Quel bastardo mi aveva avvertito che era capace di rubare via computer. Senza dubbio aveva ottenuto le informazioni dal personale della banca di Georgetown in modo subdolo, magari violando telepaticamente le loro menti ignare, e procurandosi così i codici e i numeri che gli servivano. Qualunque mezzo avesse usato, disponeva di una fortuna, una fortuna che un tempo era stata mia. Lo odiavo ancora di più. Lo detestavo per avere ucciso il mio uomo a New York, per avergli fracassato i mobili e avere rubato ogni cosa dall’ufficio. Lo odiavo per la sua meschinità e la sua intelligenza, per la sua brutalità e per la sua audacia.
Rimasi seduto a bere il caffè avanzato, pensando a ciò che ci aspettava.
Allora compresi le azioni di James, benché sembrassero stupide. Fin dall’inizio avevo saputo che i suoi furti erano dovuti a una fame radicata nel profondo della sua anima. La Queen Elizabeth 2 era stata il mondo di suo padre, un mondo da cui lui, colto in flagrante mentre rubava, era stato tagliato fuori.

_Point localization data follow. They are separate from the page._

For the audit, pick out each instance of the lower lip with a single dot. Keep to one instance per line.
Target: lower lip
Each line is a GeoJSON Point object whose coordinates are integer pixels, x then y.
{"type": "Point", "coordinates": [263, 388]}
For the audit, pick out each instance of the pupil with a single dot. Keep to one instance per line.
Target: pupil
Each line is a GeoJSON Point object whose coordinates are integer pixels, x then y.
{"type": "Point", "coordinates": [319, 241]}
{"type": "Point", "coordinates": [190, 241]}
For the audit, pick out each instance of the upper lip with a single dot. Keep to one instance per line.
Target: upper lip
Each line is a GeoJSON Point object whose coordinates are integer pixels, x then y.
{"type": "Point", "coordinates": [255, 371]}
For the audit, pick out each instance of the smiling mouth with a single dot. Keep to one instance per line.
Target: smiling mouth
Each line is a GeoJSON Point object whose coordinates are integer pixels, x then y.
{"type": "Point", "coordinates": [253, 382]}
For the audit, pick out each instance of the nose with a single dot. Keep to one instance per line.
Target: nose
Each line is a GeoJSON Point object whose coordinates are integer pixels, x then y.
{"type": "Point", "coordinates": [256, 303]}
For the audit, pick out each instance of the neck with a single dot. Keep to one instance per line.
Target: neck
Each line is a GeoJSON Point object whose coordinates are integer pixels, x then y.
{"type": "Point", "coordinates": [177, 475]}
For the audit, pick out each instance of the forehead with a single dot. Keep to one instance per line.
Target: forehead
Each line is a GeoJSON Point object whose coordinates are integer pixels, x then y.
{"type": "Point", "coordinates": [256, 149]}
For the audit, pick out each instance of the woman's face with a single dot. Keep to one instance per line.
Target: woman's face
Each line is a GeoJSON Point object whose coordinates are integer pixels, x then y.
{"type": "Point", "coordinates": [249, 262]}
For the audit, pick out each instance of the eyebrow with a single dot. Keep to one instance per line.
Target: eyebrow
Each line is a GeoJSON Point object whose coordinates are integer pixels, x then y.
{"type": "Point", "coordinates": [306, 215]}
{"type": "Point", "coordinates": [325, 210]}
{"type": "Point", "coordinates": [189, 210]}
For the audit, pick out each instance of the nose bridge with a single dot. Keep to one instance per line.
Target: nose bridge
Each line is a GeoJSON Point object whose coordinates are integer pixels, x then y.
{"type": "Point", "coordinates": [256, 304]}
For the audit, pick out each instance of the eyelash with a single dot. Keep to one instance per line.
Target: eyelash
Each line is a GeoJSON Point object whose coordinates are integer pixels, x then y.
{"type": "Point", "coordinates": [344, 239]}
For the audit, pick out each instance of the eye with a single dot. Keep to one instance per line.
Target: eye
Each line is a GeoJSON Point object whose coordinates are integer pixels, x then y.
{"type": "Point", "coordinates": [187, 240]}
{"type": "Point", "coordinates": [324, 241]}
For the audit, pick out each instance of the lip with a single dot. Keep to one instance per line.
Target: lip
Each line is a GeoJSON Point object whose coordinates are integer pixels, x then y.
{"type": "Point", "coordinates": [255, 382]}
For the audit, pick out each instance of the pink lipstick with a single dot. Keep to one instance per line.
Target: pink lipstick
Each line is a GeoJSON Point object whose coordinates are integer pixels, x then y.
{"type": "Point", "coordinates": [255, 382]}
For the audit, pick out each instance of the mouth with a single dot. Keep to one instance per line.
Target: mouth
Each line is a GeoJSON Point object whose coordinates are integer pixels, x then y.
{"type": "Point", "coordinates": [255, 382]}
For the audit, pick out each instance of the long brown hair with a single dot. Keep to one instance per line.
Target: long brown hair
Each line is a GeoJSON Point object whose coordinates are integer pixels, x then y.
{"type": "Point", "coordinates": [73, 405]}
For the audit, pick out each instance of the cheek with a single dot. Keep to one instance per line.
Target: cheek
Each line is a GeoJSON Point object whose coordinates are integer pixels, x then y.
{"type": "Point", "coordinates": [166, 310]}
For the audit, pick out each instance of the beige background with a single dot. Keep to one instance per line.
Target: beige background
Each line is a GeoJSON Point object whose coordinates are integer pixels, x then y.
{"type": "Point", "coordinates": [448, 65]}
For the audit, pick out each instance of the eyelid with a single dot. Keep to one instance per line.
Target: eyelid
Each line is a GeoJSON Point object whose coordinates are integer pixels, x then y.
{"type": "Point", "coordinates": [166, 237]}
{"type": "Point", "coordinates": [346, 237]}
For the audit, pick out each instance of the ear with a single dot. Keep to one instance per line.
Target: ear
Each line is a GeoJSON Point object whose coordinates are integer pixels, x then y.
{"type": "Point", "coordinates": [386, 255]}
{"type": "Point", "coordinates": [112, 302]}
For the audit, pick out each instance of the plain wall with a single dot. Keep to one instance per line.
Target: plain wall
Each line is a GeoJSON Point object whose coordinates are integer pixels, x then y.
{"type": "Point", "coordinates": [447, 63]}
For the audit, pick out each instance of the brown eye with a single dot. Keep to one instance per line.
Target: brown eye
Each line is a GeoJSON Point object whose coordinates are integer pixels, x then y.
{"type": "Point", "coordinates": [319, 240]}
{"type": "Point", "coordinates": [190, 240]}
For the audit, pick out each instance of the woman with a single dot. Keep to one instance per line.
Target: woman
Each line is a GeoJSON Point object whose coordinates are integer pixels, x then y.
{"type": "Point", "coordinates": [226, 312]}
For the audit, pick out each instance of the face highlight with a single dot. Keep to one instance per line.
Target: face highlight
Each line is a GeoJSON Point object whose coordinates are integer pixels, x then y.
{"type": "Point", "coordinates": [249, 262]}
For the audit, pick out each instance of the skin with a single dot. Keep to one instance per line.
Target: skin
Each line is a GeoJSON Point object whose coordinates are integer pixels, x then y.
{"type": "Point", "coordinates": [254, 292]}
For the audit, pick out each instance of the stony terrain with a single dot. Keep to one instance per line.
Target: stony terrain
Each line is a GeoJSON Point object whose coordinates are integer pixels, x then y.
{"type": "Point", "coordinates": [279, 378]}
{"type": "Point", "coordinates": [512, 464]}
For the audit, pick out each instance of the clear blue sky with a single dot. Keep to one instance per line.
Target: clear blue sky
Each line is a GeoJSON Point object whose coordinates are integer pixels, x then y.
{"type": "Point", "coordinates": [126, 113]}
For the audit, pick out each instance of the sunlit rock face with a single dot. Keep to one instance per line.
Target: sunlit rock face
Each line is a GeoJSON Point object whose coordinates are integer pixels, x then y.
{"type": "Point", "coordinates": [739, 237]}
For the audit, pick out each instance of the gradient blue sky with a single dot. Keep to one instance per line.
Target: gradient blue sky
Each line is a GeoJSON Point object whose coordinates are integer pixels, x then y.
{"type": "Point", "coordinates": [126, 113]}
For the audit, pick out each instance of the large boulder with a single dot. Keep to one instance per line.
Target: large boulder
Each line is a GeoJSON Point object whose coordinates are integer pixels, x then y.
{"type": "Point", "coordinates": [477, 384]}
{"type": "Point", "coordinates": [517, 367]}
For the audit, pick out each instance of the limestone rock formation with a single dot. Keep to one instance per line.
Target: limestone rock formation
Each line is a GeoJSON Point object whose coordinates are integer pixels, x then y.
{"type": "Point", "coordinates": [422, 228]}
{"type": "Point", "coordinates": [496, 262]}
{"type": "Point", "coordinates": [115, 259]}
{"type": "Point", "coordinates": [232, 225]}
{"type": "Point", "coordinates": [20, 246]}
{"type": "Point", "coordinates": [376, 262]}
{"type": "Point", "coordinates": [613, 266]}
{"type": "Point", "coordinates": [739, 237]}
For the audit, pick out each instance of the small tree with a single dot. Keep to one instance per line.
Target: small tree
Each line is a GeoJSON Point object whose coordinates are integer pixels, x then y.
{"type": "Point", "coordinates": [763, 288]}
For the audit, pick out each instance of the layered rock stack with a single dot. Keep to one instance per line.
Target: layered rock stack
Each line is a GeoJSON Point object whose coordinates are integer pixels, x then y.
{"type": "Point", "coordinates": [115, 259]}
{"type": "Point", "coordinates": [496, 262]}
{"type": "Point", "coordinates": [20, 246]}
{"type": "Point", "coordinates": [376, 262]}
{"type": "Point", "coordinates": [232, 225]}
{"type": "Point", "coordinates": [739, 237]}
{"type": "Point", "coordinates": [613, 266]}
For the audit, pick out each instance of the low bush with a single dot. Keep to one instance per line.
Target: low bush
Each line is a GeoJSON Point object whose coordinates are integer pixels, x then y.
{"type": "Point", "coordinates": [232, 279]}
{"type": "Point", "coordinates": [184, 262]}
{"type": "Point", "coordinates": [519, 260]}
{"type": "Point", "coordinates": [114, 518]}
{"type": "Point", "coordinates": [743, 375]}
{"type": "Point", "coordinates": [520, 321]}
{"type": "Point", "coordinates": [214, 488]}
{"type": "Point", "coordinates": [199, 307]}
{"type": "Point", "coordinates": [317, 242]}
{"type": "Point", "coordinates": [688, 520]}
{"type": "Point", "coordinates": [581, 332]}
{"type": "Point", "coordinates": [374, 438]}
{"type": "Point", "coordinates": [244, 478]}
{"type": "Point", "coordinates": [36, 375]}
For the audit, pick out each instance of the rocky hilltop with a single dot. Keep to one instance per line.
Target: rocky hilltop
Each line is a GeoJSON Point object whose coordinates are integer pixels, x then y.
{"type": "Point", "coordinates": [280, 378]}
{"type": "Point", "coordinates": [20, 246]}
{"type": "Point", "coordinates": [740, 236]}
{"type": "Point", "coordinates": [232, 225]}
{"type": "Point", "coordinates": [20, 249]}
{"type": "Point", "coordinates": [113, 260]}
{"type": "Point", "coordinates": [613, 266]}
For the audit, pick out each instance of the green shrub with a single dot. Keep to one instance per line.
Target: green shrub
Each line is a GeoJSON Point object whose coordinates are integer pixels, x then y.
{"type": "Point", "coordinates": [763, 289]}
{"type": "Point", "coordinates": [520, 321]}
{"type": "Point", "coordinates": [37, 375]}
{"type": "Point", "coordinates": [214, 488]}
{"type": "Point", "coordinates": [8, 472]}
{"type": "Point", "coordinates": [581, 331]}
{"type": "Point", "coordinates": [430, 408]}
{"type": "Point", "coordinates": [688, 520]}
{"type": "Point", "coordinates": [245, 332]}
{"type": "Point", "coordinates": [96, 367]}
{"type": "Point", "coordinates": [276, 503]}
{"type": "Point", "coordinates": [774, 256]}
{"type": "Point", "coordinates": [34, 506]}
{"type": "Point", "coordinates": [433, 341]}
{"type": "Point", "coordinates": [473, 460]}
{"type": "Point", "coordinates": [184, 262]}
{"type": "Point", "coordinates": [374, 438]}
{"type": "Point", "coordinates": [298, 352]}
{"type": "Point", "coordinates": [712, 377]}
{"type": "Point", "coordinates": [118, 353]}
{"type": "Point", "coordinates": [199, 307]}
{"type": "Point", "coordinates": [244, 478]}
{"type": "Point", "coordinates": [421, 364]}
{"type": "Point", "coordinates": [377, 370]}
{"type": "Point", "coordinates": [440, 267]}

Sì, tagliato fuori, come gli altri avevano tagliato fuori me. E di certo aveva desiderato intensamente tornarvi, con tutta la ricchezza e il potere da poco acquisiti. Forse aveva cominciato a pianificarlo fin da quando avevamo fissato la data per lo scambio. Se io avessi rimandato lo scambio, senza dubbio avrebbe dovuto raggiungere la nave più tardi, in qualche altro porto. Per come andarono le cose, James poté cominciare il suo viaggio a poca distanza da Georgetown, e quindi colpire il mio agente prima che la nave salpasse.
Ah, il modo in cui era rimasto seduto in quella piccola cucina fiocamente illuminata di Georgetown, fissando in continuazione il suo orologio! Voglio dire, il mio orologio.
Infine David uscì dalla camera, blocnotes alla mano. Tutto era stato predisposto.
«Nessun Clarence Oddbody risulta imbarcato sulla Queen Elizabeth 2. Tuttavia, un misterioso giovane inglese di nome Jason Hamilton ha riservato la lussuosa suite Regina Vittoria solo due giorni prima che la nave salpasse da New York. Dobbiamo supporre che si tratti del nostro uomo. Avremo ulteriori informazioni dai nostri investigatori prima di arrivare a Grenada.
«Abbiamo una prenotazione in partenza da Grenada per due suite in coperta sullo stesso ponte del nostro misterioso amico. Possiamo imbarcarci domani a qualsiasi ora, prima che la nave salpi alle cinque del pomeriggio. Il primo volo parte da New Orleans fra tre ore. Avremo bisogno di almeno un’ora per ottenere un paio di passaporti falsi da un gentiluomo che mi è stato molto raccomandato per questo tipo di operazioni, e che ci sta già aspettando. Ho qui l’indirizzo.»